A 78-year-old St. Louis woman was the first patient in this region to receive an experimental device to replace her defective aortic valve without opening the chest wall or using a heart-lung machine. This procedure was performed by Washington University heart specialists at Barnes-Jewish Hospital Jan. 15.
The woman is an initial participant in a national multicenter trial to evaluate the effectiveness of the new device. If proven effective, this new device holds enormous hope for patients who are unable to undergo the standard open-heart surgery for aortic valve replacement because they are too old or too sick to qualify for the surgery.
The School of Medicine and Barnes-Jewish Hospital are one of only 10 heart centers selected by the U.S. Food and Drug Administration to evaluate this technique, which uses a catheter to thread a replacement aortic valve into the heart. Mounted on a catheter, the valve can be guided through the patient’s circulatory system from the leg or inserted between the ribs into the heart and expanded at the site of the patient’s diseased valve.
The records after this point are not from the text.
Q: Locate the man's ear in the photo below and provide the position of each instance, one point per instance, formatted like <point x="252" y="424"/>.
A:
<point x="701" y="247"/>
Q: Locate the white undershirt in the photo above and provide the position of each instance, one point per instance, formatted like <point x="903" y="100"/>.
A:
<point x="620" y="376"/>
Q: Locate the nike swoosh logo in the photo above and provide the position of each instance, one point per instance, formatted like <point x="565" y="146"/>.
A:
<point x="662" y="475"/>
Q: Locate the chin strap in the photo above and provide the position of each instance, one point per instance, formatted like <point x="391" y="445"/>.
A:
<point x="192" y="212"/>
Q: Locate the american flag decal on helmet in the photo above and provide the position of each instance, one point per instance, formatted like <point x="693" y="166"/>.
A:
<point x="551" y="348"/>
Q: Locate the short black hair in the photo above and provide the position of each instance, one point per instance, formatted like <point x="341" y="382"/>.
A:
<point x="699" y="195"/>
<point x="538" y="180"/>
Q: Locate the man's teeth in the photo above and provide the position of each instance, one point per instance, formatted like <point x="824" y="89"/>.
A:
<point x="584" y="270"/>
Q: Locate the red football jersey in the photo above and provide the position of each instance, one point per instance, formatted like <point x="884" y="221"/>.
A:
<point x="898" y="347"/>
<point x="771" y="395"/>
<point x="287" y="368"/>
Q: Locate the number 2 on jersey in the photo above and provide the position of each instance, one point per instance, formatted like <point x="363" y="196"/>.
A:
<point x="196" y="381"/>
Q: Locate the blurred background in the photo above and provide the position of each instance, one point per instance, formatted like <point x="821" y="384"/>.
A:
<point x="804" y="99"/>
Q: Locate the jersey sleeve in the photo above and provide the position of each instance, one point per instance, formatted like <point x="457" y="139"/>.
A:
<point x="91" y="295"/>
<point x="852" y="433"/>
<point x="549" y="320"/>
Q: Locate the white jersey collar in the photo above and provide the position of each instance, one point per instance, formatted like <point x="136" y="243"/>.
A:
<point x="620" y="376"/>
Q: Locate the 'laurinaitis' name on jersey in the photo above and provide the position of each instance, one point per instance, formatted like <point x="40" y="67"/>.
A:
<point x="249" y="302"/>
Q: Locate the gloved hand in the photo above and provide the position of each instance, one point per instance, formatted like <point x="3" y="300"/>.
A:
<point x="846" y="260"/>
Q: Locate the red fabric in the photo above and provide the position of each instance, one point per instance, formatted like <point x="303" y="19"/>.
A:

The technique is called transcatheter valve replacement.
“Pending the study’s outcome, this has the potential to be one of the most significant advances in all of cardiac medicine,” said John M. Lasala, M.D., Ph.D., principal investigator of the trial, professor of medicine and medical director of the Cardiac Catheterization Laboratory at Barnes-Jewish Hospital.
If the device lives up to that potential, it could benefit many of the roughly 200,000 patients per year in the United States who need a new heart valve because they have severe aortic stenosis, a narrowing of the aortic valve, which normally ensures the efficient flow of blood out of the heart and into the body. Severe aortic stenosis can lead to congestive heart failure and sudden death.
The clinical trial, called the PARTNER trial (Placement of AoRTic traNscathetER valves), will eventually enroll about 600 patients at up to 15 sites nationwide. The device, developed by Edwards Lifesciences, consists of a heart valve made of cow heart tissue attached to a collapsible mesh cylinder. “Partner” also signifies the partnership between a cardiac surgeon and an interventional cardiologist, both of whom participate in each patient’s procedure. Interventional cardiology is a specialty that deals with the catheter-based treatment of structural heart diseases.
In addition to Lasala, physicians conducting the trial at the School of Medicine are Ralph J. Damiano Jr., M.D., the John M. Shoenberg Professor of Surgery, chief of cardiac surgery and a cardiac surgeon at Barnes-Jewish Hospital; Nader Moazami, M.D., associate professor of surgery and chief of cardiac transplantation; and Alan Zajarias, M.D., assistant professor of medicine in the cardiovascular division.
“Open-heart surgery for aortic valve replacement is a very common procedure, but many of those who need it are too old or too sick to qualify for the surgery,” Damiano said. “That fact led to the development of these transcatheter valves. An earlier, small feasibility study showed that the mortality rate with the valves was nearly as low as that of conventional valve replacement surgery — around 10 percent.”
The transcatheter technique does not require stopping the heart and placing the patient on a heart-lung bypass machine, so frail or sick patients can tolerate the procedure. Without valve replacement, the life expectancy of patients with severe aortic stenosis is very short, usually less than five years.
Two groups of patients will take part in the PARTNER trial. The surgical arm of the trial will consist of patients with severe aortic stenosis who are considered at high-risk because of their disease, but who nevertheless are candidates for conventional open-heart surgery. The other arm will consist of patients with severe aortic stenosis who are considered inoperable because they are unlikely to survive open-heart surgery.
In the surgical arm, patients will be randomly assigned to receive either the transcatheter valve or to undergo a conventional valve replacement in which the chest cavity is opened and a new valve is sewn into the heart. In the other arm of the trial, patients will be randomly assigned to receive either the transcatheter valve or appropriate medical therapy.
Success in the surgical arm is achieved if the clinical results demonstrate that the transcatheter heart valve is not statistically inferior to conventional open-heart surgery. The clinical results of the other arm need to demonstrate that the transcatheter heart valve is statistically superior to medical management.